The initiatives came after pressure from Macri’s political allies, who argued that a response was needed as a signal to potential voters as they struggle with the country’s financial crisis. Macri’s main economic advisors have always been deeply skeptical of moves such as price controls —which became common during the final years of the Kirchnerite administration — but now these policymakers seem to have ceded ground to Cambiemos’ political wing.
Increasing social spending, too
Macri’s government has already promised to maintain social spending throughout the IMF-backed austerity plan. During his State of the Nation Address last month, Macri announced the government would increase the country’s Universal Child Allowance (AUH), granted to poor families with children, by 46 percent — above official inflation forecasts for the year. As The Essential wrote in March, the AUH increase would do well to contain Argentina’s rising poverty rate, which rose to a striking 32 percent last month, and could help in the effort to secure at least part of the traditionally Peronist working-class votes.
It’s not the only Cambiemos spending initiative to make headlines. Buenos Aires Provincial Governor Maria Eugenia Vidal — whose approval ratings slumped along with Macri’s earlier this year — recently moved forward with a wage increase for teachers in the province to keep up with inflation. Vidal approved the wage hike despite the state’s financially difficult position, drawing ire from some in Macri’s cabinet.
Macri’s lieutenant in the city of Buenos Aires, Mayor Horacio Rodríguez Larreta, also looked more willing to grant public sector employees raises to keep up with inflation. Some reports have said his deal with the state workers’ union UPCN could be 10 percentage points above what their national counterparts will get from Macri.
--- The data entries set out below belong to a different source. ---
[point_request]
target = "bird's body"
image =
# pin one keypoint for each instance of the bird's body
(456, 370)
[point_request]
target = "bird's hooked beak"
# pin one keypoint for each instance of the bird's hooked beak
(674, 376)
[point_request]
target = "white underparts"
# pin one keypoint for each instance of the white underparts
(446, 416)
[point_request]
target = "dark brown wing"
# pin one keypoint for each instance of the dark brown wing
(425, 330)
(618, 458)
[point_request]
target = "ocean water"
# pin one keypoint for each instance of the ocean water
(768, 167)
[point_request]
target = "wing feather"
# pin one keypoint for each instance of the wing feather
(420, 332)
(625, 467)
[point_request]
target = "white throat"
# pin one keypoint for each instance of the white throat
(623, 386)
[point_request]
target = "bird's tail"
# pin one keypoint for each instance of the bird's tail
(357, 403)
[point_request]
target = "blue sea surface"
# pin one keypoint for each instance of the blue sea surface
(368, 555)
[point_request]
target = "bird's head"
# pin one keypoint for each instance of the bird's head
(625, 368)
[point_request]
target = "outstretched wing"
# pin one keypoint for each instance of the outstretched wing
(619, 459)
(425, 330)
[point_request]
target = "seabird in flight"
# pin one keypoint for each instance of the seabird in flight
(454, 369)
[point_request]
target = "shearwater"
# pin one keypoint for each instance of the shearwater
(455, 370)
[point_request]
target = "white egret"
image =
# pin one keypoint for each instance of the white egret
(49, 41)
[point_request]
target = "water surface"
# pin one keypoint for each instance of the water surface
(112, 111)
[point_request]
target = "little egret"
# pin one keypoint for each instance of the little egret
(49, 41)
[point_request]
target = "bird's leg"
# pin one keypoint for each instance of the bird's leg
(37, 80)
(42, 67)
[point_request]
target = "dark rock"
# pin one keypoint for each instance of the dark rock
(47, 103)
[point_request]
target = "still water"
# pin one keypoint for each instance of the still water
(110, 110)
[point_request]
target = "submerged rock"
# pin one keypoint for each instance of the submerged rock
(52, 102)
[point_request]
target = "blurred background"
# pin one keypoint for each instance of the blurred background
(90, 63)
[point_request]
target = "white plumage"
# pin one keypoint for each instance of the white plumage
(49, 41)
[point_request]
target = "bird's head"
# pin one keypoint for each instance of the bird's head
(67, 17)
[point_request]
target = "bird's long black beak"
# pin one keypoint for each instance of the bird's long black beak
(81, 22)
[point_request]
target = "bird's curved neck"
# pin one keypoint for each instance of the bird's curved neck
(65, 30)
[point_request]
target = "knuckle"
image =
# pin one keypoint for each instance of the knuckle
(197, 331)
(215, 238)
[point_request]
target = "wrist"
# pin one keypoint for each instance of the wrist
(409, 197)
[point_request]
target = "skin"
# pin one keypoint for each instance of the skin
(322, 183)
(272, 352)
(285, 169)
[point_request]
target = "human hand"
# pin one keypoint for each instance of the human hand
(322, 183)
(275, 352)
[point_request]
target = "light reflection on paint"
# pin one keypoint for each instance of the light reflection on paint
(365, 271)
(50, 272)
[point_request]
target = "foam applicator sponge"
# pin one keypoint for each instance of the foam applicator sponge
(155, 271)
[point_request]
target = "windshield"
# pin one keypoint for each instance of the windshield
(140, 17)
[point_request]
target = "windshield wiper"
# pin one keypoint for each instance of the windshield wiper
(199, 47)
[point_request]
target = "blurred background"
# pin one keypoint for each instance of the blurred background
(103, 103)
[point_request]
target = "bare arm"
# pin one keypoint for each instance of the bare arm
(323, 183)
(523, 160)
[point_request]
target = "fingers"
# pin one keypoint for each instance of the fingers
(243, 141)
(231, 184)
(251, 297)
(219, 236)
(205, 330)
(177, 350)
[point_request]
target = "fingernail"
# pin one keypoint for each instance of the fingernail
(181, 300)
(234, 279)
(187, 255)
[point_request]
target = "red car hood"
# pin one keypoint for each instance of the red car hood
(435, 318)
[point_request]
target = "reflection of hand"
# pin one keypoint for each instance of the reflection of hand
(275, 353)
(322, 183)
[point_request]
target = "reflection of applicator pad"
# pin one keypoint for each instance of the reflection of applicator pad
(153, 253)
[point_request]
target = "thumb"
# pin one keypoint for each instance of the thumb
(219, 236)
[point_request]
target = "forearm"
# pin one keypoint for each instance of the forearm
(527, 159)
Overall, both Larreta and Vidal seem to be siding closer to the “political” wing of Cambiemos, which fears the consequences of a spending freeze, although Macri has ceded ground in this regard too.
Is it a wise strategy?
The national government has said its electoral stimulus package will have zero cost to taxpayers, aided by IMF dollars allocated for social spending programs, although the portfolio of the ANSES social security bureau will likely feel the hit of expanding its subsidized credit lines. Moreover, the private sector has already voiced its unhappiness over the price freezes.
Until this policy shift, Macri’s government had been described as playing a “dangerous game,” by betting on an economic plan that could freeze the economy through spending cuts and high interest rates in order to keep the peso-to-the-dollar exchange rate down. The decision to increase spending and prop up consumption somewhat seems a more political turn aimed at boosting his flagging popularity.
But while Macri’s additional spending could buy points at the polls in October, it could also be economically counterproductive. Increased government spending could clash with the government’s number one election-year economic priority: keeping the peso-dollar rate under control, by either driving up inflation or forcing the Central Bank to raise its Leliq interest rates even further.
As things stand, Macri is already walking a tightrope. As the Central Bank controls the exchange rate through massive dollar-denominated auctions of Leliq notes that sop up peso liquidity, the currency has still slipped against the stronger dollar; the currency hit all-time lows this month. As always, any external shock — a US interest rate hike, or other emerging market turbulence — could throw the peso off-kilter, and with it, Macri’s political strategy.